Brunswick Stew is a staple barbecue side in the South, and is often found at football tailgates alongside pulled pork sandwiches, baked beans, coleslaw, and potato salad. I decided to take a stab at this highly controversial dish by making the ultimate Brunswick Stew. Well, in my humble opinion, at least.
I've discovered that most people's ideal Brunswick Stew is whatever tastes the most like what they ate as a child (this is also true with meatloaf. And spaghetti. And most other comfort foods of one's youth). Take Walt for instance. He wanted his pureed into baby food. Me, I like a little texture, but who's to say one or the other is wrong. One thing we did agree on, though, is that our definitive Brunswick Stew is made with pork and only pork. No chicken or beef or squirrel.
And while Walt's famous all-day smoked pork butt would be ideal for this recipe, it's not always feasible. In comes my easy, breezy oven pulled pork. Some may call it cheating. I just call it delicious. You can make the pulled pork in advance if you'd like, the day of, or if you are really lazy or time-strapped, you could swing by your favorite barbecue joint to pick up the 'que, but then you just might as well buy the stew. Where would the fun be in that?
To create my perfect recipe, I returned to sixth grade science class and devised my own little science experiment -- dividing the stew up in separate bowls (with a control group, of course), adjusting various ingredients and quantities, and tasting and discussing as necessary. Many thanks to Walt, Drew, and neighbor Mike for offering up their expert palates as well as their "colorful" opinions. When you're making this stew, feel free to taste and adjust as necessary; there is no definitive amount of brown sugar or vinegar or salt.
Lastly, we had to settle on the consistency: "chunky stew" or " brown mush." Immersion blender in hand, Walt ground it to a pulp, finally declaring his brunswick stew finito. Let's just say my version looks the same as what you see pictured. I'll let you decide which one you prefer.
Side note - Just when I thought the recipe was complete, Walt emerged from the kitchen -- hotdog bun in hand -- with a look of smug satisfaction and announced the "Stew Dog." The what? It's a steamed hot dog bun piled high with the blended Brunswick Stew (and Walt's own creation). It may not be our claim to fame, but even I have to admit it was pretty damn tasty. Mush and all.
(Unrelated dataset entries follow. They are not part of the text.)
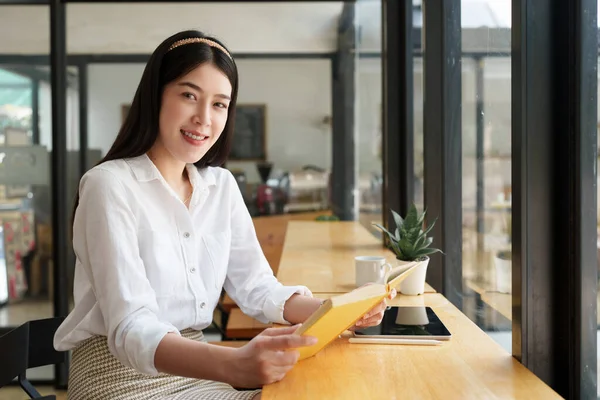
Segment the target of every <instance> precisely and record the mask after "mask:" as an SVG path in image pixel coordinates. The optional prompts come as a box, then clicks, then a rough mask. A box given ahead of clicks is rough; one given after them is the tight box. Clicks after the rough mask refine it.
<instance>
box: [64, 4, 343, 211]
mask: <svg viewBox="0 0 600 400" xmlns="http://www.w3.org/2000/svg"><path fill="white" fill-rule="evenodd" d="M240 7H241V8H240ZM67 9H68V14H69V18H70V20H72V21H77V22H78V23H77V24H76V25H73V26H72V29H69V31H68V38H69V43H70V48H71V50H72V51H74V52H84V53H104V54H107V53H109V54H113V55H115V56H116V57H114V58H113V62H109V63H107V62H102V63H97V62H96V63H91V64H89V71H88V97H89V106H88V115H87V117H88V144H89V152H90V156H91V157H92V158H94V159H96V160H97V159H99V158H100V157H102V156H103V155H104V154H106V152H107V151H108V149H109V147H110V145H111V144H112V142H113V141H114V139H115V137H116V135H117V132H118V130H119V128H120V125H121V123H122V121H123V118H124V116H125V115H126V113H127V109H128V107H129V105H130V103H131V101H132V98H133V95H134V92H135V89H136V87H137V85H138V83H139V80H140V78H141V75H142V72H143V69H144V65H145V56H144V55H146V54H150V53H151V52H152V51H153V50H154V49H155V47H156V46H157V45H158V44H159V43H160V42H161V41H162V40H164V39H166V38H167V37H168V36H170V35H171V34H173V33H175V32H178V31H180V30H183V28H181V27H182V26H188V27H195V28H197V29H199V30H201V31H204V32H207V33H210V34H211V35H214V36H216V37H218V38H219V39H221V40H222V41H224V43H225V44H226V45H227V46H228V47H229V48H230V49H231V51H232V52H233V53H234V57H235V58H236V63H237V65H238V70H239V75H240V87H239V94H238V106H237V121H236V127H237V128H238V129H237V130H236V133H235V135H236V136H235V138H236V139H235V140H234V143H233V147H234V148H233V150H232V153H231V157H230V159H229V162H228V163H227V168H228V169H230V170H231V171H232V172H233V173H234V175H235V177H236V179H237V180H238V183H239V185H240V188H241V190H242V192H243V193H244V195H245V197H246V202H247V205H248V207H249V208H250V210H251V212H252V214H253V215H254V216H259V215H273V214H294V215H297V214H300V213H303V214H306V218H311V219H314V218H316V217H317V216H319V215H323V214H328V213H329V211H328V209H329V202H328V201H329V193H328V191H329V175H330V173H331V163H332V92H331V91H332V81H331V79H332V73H331V68H332V62H331V56H330V54H332V52H333V51H334V50H335V46H336V44H337V43H336V39H335V38H336V36H337V19H338V18H339V17H340V14H341V11H342V5H341V4H338V3H335V4H334V3H331V4H327V3H325V4H322V5H319V7H317V8H316V9H314V8H313V6H312V5H308V4H305V5H302V4H292V3H285V2H281V3H277V4H275V3H270V4H266V3H265V4H261V3H248V4H247V5H243V6H242V5H240V4H232V3H229V4H227V3H216V2H215V3H202V4H200V3H185V4H184V3H179V4H178V5H177V7H176V8H173V7H170V6H166V5H164V4H150V3H141V4H140V3H124V4H108V3H103V4H68V5H67ZM242 9H243V10H244V11H240V10H242ZM138 13H140V15H143V16H144V17H143V18H141V19H140V20H139V22H135V23H132V21H131V19H130V18H129V17H128V15H132V14H138ZM242 14H244V15H245V16H244V17H243V18H242V17H241V15H242ZM91 15H93V16H94V19H93V21H91V20H89V18H90V16H91ZM219 15H223V16H226V15H227V16H228V17H227V18H228V19H231V15H235V16H240V17H239V18H238V17H235V18H234V20H235V21H236V22H235V23H232V26H233V25H235V26H236V27H237V28H236V29H234V30H231V29H226V28H225V27H224V26H223V25H222V24H219V23H217V22H216V21H218V18H216V17H215V16H219ZM165 16H172V18H165ZM202 16H210V17H206V18H202ZM268 16H273V18H276V19H277V20H280V21H287V22H286V23H282V24H287V28H286V30H285V33H284V31H283V30H281V29H280V28H279V26H283V25H277V26H275V25H273V24H271V23H270V22H268ZM181 18H184V19H183V20H182V19H181ZM83 21H86V23H85V24H84V23H82V22H83ZM320 26H325V27H326V28H325V30H322V29H321V28H319V29H315V28H317V27H320ZM150 27H151V28H150ZM257 27H261V29H258V28H257ZM98 32H102V34H101V35H98ZM141 32H143V33H144V34H142V35H141V36H140V33H141ZM244 32H245V33H244ZM247 32H257V33H256V35H257V36H256V37H254V38H252V37H249V36H248V35H247ZM307 32H313V33H312V34H307ZM99 37H102V40H99V39H98V38H99ZM123 37H137V38H143V39H136V40H133V41H129V42H128V43H123V42H122V40H121V38H123ZM122 53H128V54H129V55H140V59H139V62H131V61H130V60H131V57H130V58H129V61H127V62H125V61H124V62H119V60H118V55H119V54H122ZM315 54H316V55H315ZM319 54H321V55H319Z"/></svg>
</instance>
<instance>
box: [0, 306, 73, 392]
mask: <svg viewBox="0 0 600 400" xmlns="http://www.w3.org/2000/svg"><path fill="white" fill-rule="evenodd" d="M63 320H64V317H58V318H47V319H40V320H35V321H29V322H26V323H24V324H23V325H21V326H19V327H18V328H15V329H13V330H12V331H10V332H8V333H7V334H5V335H3V336H0V354H2V362H0V388H2V387H4V386H6V385H8V384H9V383H11V382H12V381H13V379H14V378H17V379H18V382H19V385H20V386H21V388H22V389H23V390H24V391H25V393H27V395H28V396H29V397H30V398H32V399H56V396H53V395H51V396H42V395H40V393H39V392H38V391H37V390H36V389H35V388H34V387H33V385H32V384H31V382H29V381H28V380H27V376H26V372H27V370H28V369H29V368H36V367H41V366H44V365H53V364H61V363H63V362H65V361H66V357H67V352H61V351H56V350H54V345H53V339H54V333H55V332H56V330H57V329H58V326H59V325H60V324H61V323H62V321H63Z"/></svg>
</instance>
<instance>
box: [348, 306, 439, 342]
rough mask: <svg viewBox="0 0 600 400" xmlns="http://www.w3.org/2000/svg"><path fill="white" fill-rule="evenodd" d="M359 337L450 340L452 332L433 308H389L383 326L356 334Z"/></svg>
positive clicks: (372, 326)
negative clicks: (385, 336) (435, 339)
mask: <svg viewBox="0 0 600 400" xmlns="http://www.w3.org/2000/svg"><path fill="white" fill-rule="evenodd" d="M354 334H355V336H358V337H370V336H372V337H382V336H390V337H411V338H414V337H421V338H423V337H424V336H425V337H428V338H432V339H433V338H436V339H442V340H443V339H449V338H450V337H451V334H450V332H449V331H448V329H447V328H446V326H445V325H444V323H443V322H442V321H441V320H440V319H439V318H438V316H437V314H436V313H435V312H434V311H433V309H431V307H389V308H388V309H387V310H386V311H385V313H384V315H383V320H382V321H381V324H379V325H377V326H372V327H369V328H365V329H358V330H356V331H355V332H354Z"/></svg>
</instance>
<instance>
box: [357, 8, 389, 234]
mask: <svg viewBox="0 0 600 400" xmlns="http://www.w3.org/2000/svg"><path fill="white" fill-rule="evenodd" d="M356 25H357V49H358V51H357V53H358V56H357V58H356V71H355V74H356V80H355V82H356V89H355V90H356V92H355V95H356V99H355V106H356V109H355V120H354V121H355V141H356V157H355V160H356V163H357V171H358V173H357V186H358V187H357V189H358V190H357V193H358V199H357V202H358V209H359V214H358V218H359V220H360V222H361V224H362V225H363V226H364V227H365V228H367V229H369V230H370V231H371V232H373V234H374V235H377V236H379V235H380V232H379V231H378V230H377V229H375V228H374V227H373V223H378V224H382V223H383V215H382V203H383V199H382V193H383V175H382V121H381V118H382V93H381V85H382V82H381V71H382V65H381V42H380V41H379V40H373V38H379V36H380V35H376V34H373V33H374V32H380V31H381V1H372V0H359V1H358V2H357V3H356ZM365 38H366V39H365Z"/></svg>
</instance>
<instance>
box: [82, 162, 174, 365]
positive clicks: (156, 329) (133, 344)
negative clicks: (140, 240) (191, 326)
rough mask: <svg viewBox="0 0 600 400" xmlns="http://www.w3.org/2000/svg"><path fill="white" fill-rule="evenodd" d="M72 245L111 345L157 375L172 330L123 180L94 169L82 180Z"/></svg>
mask: <svg viewBox="0 0 600 400" xmlns="http://www.w3.org/2000/svg"><path fill="white" fill-rule="evenodd" d="M79 194H80V200H79V206H78V208H77V212H76V215H75V220H74V225H73V246H74V250H75V253H76V255H77V257H78V258H79V260H80V263H81V265H82V266H83V268H84V269H85V273H86V274H87V275H88V277H89V279H90V281H91V285H92V288H93V291H94V293H95V295H96V300H97V302H98V305H99V307H100V310H101V312H102V315H103V318H104V325H105V327H106V330H107V339H108V348H109V350H110V352H111V353H112V354H113V355H114V356H115V357H116V358H117V359H118V360H120V361H121V362H122V363H123V364H124V365H126V366H128V367H131V368H134V369H136V370H137V371H139V372H141V373H145V374H149V375H157V374H158V371H157V370H156V368H155V366H154V354H155V352H156V348H157V347H158V344H159V342H160V341H161V340H162V338H163V337H164V336H165V335H166V334H167V333H168V332H175V333H177V334H179V332H178V330H177V329H176V328H175V327H174V326H172V325H171V324H169V323H166V322H164V321H161V320H159V318H158V316H157V315H158V304H157V301H156V295H155V293H154V290H153V289H152V287H151V286H150V283H149V281H148V279H147V277H146V272H145V268H144V264H143V262H142V259H141V258H140V255H139V245H138V240H137V228H136V220H135V214H134V212H133V209H132V207H131V202H130V201H128V193H127V191H126V189H125V186H124V185H123V183H122V182H121V181H120V180H119V179H118V178H117V177H116V176H114V175H113V174H112V173H111V172H109V171H106V170H102V169H99V168H97V169H93V170H90V171H89V172H88V173H87V174H86V175H84V177H83V178H82V180H81V183H80V188H79Z"/></svg>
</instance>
Yields: 8 - 10 servings (12 cups)
3 pounds cooked pulled pork (recipe below)
1 tablespoon butter
1 onion, chopped (medium to large)
3 cups chicken stock, plus more as needed
2 pounds (yukon gold) potatoes, diced
1 (28 ounce) can whole tomatoes with juices, chopped
1 (10 ounce) bag frozen corn
1 (10 ounce) bag frozen lima beans
1/4 cup brown sugar, or to taste
1/4 cup hot pepper vinegar (or apple cider vinegar), or to taste
2 tablespoons chili powder
2 tablespoons Frank's Hot Sauce, or to taste
1 tablespoon worcestershire sauce
1 - 2 teaspoons hickory flavored liquid smoke
Kosher salt, to taste White sandwich bread, for serving
In a large stock pot, heat butter over medium high heat. Saute onions until soft, about 7 minutes. Add chicken stock and bring to a boil. Add potatoes and simmer for 10 minutes. Stir in tomatoes and juices, corn, lima beans, brown sugar, vinegar, chili powder, hot sauce, worcestershire sauce, and liquid smoke. Add more chicken stock, if desired (this will depend on whether you like your stew thick or soupy). Season generously with salt and pepper. Reduce heat and simmer, stirring occasionally, for 30 minutes to an hour (or more).
OVEN PULLED PORK
1 (4 pound) boneless pork shoulder
Southern spice blend (see below)
1/2 cup lager-style beer
3 tablespoons apple cider vinegar
1 tablespoon hickory flavored liquid smoke
Preheat oven to 325 degrees.
Rub pork shoulder thoroughly with spice blend. Place shoulder in a large dutch oven; add beer, cider vinegar, and liquid smoke. Cover and cook for 3 hours. Immediately shred pork using two forks. Use immediately or refrigerate. NOTE: This will yield around 3 pounds of pulled pork.
Kitchen tip: If you want to use this recipe for pulled pork sandwiches, arrange the cooked, shredded pork on a sheet pan and pop it under the broiler for a few minutes. This will crisp it up a bit, more like your favorite barbecue house. Serve with white hamburger buns (the cheaper the better), Carolina Red Sauce, and homemade slaw.
SOUTHERN SPICE BLEND
2 tablespoons paprika
1 tablespoon kosher salt
1 teaspoon chili powder
1 teaspoon onion powder
1 teaspoon garlic powder
1 teaspoon pepper
1/2 teaspoon cayenne pepper
Mix all ingredients until well-blended.